Microsoft is to release publicly a threat modelling tool it uses internally to help software developers create...
more secure software.
The tool can display threats in a diagram after information such as usage scenarios and the environment in which the application will run is entered, said senior program manager for security engineering and communications Microsoft Michael Howard, speaking at the company's Professional Developers Conference in Los Angeles.
Microsoft's decision to ship Windows Server 2003 with a locked-down Internet Explorer Web browser was made based on threat modelling.
"We reduced the attack surface based on the threat models," said Howard. "Threat modelling is so important. You cannot build secure software unless you understand your threats."

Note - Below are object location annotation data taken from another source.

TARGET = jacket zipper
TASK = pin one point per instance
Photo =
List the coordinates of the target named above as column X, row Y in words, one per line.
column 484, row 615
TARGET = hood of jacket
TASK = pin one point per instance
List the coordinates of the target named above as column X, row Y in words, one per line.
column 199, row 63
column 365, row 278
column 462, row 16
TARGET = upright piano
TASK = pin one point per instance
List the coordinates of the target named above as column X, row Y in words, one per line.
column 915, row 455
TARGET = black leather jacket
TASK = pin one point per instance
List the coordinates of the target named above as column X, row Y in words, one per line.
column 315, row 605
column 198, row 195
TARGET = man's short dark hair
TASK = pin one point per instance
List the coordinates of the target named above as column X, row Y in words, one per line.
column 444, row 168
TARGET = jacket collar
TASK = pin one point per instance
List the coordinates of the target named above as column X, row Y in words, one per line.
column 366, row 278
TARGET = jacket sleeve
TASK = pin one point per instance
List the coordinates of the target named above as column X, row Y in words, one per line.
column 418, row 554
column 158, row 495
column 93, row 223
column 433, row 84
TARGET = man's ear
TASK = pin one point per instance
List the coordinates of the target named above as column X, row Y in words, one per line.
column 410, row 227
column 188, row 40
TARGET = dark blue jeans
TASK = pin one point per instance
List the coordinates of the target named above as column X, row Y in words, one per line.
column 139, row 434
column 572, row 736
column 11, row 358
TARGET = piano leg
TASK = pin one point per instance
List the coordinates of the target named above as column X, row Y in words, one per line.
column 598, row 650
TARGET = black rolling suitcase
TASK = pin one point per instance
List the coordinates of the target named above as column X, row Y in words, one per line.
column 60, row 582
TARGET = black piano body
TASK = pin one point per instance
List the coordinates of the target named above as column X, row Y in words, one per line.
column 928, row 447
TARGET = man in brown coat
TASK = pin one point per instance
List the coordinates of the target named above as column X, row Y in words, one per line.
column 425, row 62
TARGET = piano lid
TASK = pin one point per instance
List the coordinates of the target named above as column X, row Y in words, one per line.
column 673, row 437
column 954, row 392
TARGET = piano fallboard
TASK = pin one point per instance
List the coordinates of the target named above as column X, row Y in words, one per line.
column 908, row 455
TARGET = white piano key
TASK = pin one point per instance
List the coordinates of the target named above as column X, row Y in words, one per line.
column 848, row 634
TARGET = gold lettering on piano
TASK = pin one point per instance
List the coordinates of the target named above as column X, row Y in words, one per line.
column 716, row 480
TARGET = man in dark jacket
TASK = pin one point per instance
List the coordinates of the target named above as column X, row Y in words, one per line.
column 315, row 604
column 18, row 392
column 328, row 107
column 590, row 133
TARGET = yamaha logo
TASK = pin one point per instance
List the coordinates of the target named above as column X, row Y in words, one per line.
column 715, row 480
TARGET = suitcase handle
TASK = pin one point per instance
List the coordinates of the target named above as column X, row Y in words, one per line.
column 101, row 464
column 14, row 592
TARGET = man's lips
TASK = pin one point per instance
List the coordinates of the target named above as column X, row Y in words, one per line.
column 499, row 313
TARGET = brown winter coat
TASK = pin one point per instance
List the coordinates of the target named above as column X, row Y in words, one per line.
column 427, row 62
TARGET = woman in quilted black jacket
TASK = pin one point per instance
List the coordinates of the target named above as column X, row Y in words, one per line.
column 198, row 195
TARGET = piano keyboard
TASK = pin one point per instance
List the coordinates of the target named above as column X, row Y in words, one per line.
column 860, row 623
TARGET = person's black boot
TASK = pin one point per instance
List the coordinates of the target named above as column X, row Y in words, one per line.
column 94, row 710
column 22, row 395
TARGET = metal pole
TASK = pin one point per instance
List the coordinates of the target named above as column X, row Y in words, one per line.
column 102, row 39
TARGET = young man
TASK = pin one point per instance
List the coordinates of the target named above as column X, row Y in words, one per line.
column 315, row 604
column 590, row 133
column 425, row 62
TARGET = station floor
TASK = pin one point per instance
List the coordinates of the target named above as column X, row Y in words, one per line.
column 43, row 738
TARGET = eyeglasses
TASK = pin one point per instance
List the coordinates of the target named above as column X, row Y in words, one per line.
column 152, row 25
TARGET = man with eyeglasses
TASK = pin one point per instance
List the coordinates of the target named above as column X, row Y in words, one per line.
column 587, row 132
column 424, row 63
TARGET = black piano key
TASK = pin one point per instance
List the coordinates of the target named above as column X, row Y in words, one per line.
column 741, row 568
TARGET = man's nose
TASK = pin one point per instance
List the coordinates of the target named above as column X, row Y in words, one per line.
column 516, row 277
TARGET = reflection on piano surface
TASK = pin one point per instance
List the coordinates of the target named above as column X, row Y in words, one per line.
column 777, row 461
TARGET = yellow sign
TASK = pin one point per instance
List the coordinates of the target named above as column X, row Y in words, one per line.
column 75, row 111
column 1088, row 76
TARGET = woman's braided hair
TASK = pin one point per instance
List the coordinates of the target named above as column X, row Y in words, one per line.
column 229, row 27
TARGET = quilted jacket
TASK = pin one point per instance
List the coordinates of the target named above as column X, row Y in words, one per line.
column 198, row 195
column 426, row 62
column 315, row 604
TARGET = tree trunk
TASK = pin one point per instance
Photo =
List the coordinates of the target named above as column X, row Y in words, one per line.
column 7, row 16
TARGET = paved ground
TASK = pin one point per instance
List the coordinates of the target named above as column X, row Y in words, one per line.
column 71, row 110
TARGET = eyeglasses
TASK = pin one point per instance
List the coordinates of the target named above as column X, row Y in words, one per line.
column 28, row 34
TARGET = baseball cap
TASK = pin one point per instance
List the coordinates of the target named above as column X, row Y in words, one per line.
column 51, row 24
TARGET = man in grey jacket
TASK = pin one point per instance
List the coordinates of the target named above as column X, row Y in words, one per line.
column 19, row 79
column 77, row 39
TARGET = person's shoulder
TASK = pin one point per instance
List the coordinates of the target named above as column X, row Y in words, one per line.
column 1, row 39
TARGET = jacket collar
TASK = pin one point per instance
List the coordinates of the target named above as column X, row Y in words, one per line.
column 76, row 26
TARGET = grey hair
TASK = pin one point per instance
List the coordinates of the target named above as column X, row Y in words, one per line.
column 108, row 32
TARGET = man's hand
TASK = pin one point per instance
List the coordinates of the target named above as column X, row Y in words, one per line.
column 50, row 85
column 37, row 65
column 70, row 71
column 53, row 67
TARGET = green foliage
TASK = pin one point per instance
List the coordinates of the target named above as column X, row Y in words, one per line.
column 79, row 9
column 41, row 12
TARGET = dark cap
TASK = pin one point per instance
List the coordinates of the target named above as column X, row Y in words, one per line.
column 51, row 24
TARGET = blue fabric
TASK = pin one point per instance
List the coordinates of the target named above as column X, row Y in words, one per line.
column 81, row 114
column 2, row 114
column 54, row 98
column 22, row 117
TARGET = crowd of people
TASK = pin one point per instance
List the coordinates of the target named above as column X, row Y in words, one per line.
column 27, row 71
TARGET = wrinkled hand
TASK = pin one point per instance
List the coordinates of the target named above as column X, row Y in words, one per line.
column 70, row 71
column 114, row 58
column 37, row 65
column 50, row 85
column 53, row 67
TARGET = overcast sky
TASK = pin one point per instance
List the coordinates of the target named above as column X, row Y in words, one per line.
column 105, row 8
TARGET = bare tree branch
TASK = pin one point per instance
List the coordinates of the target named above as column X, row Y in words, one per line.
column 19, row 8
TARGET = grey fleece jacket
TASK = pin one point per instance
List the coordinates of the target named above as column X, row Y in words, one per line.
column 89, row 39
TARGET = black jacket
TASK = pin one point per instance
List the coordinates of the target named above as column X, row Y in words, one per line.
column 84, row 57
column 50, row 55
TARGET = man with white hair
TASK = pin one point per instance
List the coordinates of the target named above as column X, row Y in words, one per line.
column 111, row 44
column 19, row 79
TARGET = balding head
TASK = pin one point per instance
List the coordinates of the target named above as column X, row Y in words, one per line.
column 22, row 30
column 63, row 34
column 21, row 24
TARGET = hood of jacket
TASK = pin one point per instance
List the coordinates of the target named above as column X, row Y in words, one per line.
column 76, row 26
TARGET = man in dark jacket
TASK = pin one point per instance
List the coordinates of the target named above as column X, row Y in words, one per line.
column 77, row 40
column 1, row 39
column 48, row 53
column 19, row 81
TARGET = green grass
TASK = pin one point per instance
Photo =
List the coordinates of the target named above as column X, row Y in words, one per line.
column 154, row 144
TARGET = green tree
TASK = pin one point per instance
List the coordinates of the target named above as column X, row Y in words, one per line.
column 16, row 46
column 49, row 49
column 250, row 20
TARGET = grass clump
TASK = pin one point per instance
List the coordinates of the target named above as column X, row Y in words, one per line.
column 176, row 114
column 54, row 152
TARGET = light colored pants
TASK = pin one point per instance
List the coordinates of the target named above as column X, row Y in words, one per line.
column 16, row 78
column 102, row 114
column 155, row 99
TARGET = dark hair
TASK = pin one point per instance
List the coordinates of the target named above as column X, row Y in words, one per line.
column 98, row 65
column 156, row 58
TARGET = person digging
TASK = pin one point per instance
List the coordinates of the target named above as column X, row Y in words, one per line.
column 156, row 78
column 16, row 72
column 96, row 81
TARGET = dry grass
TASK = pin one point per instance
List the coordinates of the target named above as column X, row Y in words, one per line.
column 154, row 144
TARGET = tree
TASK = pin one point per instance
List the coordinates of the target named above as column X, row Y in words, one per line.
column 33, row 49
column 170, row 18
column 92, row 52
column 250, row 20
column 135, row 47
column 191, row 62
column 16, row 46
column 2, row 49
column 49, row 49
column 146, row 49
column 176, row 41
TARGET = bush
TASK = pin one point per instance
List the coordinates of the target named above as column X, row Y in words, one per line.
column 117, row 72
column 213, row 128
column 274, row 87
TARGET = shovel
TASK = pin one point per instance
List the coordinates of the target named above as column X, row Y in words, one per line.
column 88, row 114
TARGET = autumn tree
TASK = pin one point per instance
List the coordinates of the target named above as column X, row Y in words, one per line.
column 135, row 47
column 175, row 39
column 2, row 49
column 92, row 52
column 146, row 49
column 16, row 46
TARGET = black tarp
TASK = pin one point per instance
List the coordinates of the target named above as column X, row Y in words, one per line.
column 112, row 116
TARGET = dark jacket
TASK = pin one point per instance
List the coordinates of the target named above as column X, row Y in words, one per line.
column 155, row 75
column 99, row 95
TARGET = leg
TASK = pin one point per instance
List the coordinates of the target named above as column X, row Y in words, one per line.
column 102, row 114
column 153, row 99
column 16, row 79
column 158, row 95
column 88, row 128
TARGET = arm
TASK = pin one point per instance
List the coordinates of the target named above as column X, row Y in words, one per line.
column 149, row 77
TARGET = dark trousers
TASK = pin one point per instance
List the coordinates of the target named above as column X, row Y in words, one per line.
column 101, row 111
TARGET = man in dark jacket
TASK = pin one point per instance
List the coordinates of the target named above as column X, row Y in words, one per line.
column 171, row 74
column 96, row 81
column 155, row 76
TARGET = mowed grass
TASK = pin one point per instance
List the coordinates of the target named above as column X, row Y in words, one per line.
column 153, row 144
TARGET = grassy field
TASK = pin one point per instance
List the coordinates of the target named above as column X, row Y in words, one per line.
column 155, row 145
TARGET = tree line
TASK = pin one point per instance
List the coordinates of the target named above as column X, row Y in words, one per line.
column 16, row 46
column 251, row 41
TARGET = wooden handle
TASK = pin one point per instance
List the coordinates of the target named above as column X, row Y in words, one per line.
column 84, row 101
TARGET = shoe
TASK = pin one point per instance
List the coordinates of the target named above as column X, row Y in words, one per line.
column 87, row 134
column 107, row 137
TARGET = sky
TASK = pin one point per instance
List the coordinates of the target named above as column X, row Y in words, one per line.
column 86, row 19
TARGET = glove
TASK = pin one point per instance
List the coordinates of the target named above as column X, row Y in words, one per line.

Microsoft's security approach for Windows Server 2003 has proved successful, said Mike Nash, corporate vice president at Microsoft's Security Business Unit. "Our goal was to cut vulnerabilities in half; we've exceeded our goal."
There have been six vulnerabilities deemed "important" or "critical" for Windows Server 2003 since its release last April against 21 vulnerabilities in the same period of time after the Windows 2000 Server release, according to Nash.
The threat modelling tool is being prepared for external release and should be available to developers "soon" on Microsoft's GotDotNet online community for developers, at http://www.gotdotnet.com.
Microsoft is also releasing Prefix, another in-house tool which features a toolkit to analyse source text for common errors, and Prefast, an analysis tool for source text.
Yet another tool, FxCop, was distributed to PDC attendees and is available for download. FxCop was originally meant to enforce software design rules but is now used to analyse code for security problems.